At first this goes entirely according to plan, as the closest of them fall back, stumbling and snagging and forced to cast away their vestments for their chase to continue. I’ve brought the baby to my chest now, shielding its eyes from the scratches, grasps and snarls, whilst keeping my own to the ground, dodging octopus roots and leaping moss-gutted logs, before sprinting up a mud-slippery slope that leads along the edge of an abrupt shale banking. One foot wrong and I’m thirty feet below in a petulant stream – or maybe it’s a river – it’s loud enough anyway to be audible over the thumping-panting-pounding of my heart and my feet and my head, and the siren in my arms.
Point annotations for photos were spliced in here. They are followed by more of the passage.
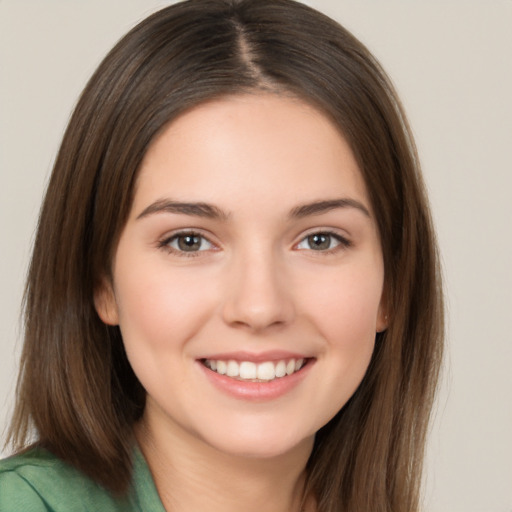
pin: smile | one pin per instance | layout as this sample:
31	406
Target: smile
266	371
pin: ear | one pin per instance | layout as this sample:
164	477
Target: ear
382	314
105	302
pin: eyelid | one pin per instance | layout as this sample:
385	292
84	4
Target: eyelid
165	241
344	240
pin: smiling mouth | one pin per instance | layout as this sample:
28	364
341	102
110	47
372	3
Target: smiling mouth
248	371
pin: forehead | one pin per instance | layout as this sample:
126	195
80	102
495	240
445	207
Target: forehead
260	145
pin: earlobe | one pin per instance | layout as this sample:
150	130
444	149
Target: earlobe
382	317
105	302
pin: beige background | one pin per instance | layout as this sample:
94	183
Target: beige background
451	62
Behind me – disrobed now and unmasked (beneath their smocks, they’re dressed as sensibly as me) – the cultists are drawing closer still, and organising too. Shouts go out and I know they’re dispersing – taking two, three, four different routes to the same destination, circling to ensnare.

At the top of the rise I scatter a wet drift of leaves, and from nowhere an awful image shoves into my mind: a bescarfed November afternoon, lovers in the park, hand in hand and kicking through the late Autumn tumblings. And it fills me with such an ache, such an intense clench of sadness – self-pity, maybe, but when you’ve only got yourself, what other kind is there? – that I almost let them catch me. Kill me. What does it matter? What does any of it–?
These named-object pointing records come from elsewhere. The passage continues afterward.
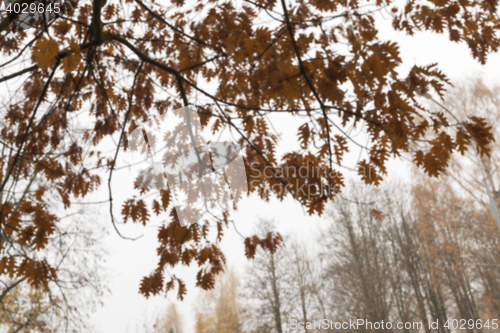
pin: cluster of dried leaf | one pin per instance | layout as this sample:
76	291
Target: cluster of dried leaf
103	67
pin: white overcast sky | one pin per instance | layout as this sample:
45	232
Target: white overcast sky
128	262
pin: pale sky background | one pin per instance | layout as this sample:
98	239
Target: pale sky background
125	309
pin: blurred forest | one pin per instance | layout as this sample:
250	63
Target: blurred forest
77	85
407	251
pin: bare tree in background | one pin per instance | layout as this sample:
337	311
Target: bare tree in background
219	310
268	293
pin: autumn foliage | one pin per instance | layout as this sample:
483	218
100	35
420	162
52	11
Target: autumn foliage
101	68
That’s when they come at me, two from the left and one from behind, crashing out of the dead ferns and swiping through the low slung branches of a lime. I dodge and kick like somewhere, someone’s hammering on a joystick, and send one of them immediately rolling backwards down the banking. I hear him scream, and a snap I hope is more than just another twig. The other two hesitate – gender and size always leads my opponents towards underestimation, and I always use that in my favour. Swapping the child from arm to arm, I grab for the nearest weapon: a fallen branch shaped like a hod-carrier’s arm. Then I hear the sound of running, and furious voices calling more of them this way, and the baby screams louder than ever, and I know this is getting desperate. So I close my eyes, and I concentrate. Tap into the sleep – all that I have left – and use it the best way I can. In the crook between arm and breast, the baby goes quiet.
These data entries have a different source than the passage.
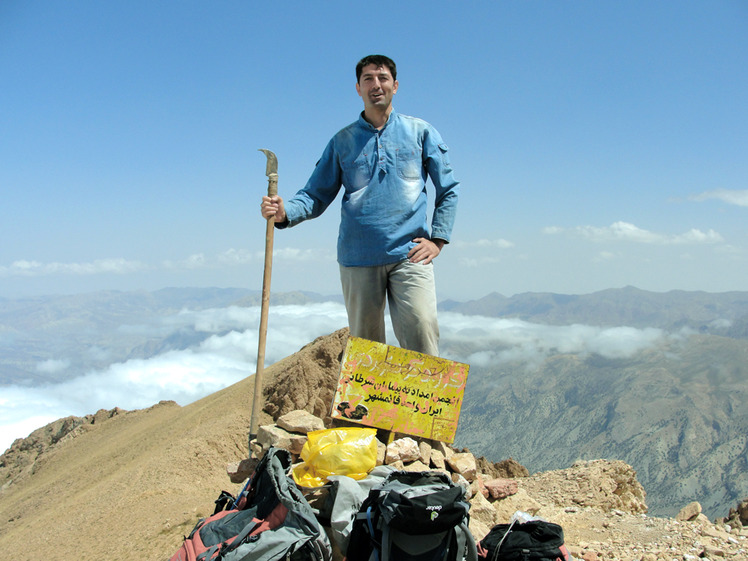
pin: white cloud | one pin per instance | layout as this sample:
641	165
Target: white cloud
229	354
196	261
484	243
733	197
52	366
35	268
626	232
Now I can think. My opponents trade glances. They know there’s something not right this. About the freak that stands before them. More than just her car crash face and her stunted, nigh on hunchbacked gait. More than the fact that she’s out here in the middle of god knows where, 3am, crashing their flock and making off with their lamb. I imagine them talking it over, later in the pub. A pint of bitter and a pint of cider. A packet of cheese and onion split on the table before them. Trying to put it into words: this feeling they’re having right now, like they’re in the presence of someone… something other. Something far beyond their own feeble dogma – something that makes them question everything they’re doing, everything they are.

And then I hear the shouts again, closer than ever, and I can see the light of their torches come flickering up the rise. And so I turn, and I sprint back to the edge of the steep shale banking, and I jump. Putting my faith in a power they’ll never understand: praying for a deep and swift-flowing river… not just a stream.

*** *** *** ***


Hours later, sodden but safe, I book myself and my charge into
a Travelodge on the edge of a still-drowsy retail park. The girl behind the desk gives us a look like maybe she ought to ask questions – but she’s seventeen, her boyfriend’s a dick, and they’re not paying her enough to give a toss. Once in the room, I bathe, dry, and swaddle the child (it sleeps throughout), then shower the chill out of my own body. I can’t risking sleeping, not ‘til this is over, so I drink all the coffee sachets the hotel has provided, then call down for more. I know it won’t be much longer, and it isn’t. Soon enough there’s a knock at the door and I know my part is done. Someone else will take it from here: that’s how it always happens.

My name is Susie Chernobyl, and this was the day I saved the life of The Snake Baby. The Iniquitous Wretch. The Perpetual Mockery. The Scarlet Nesbiros. And now I can sleep.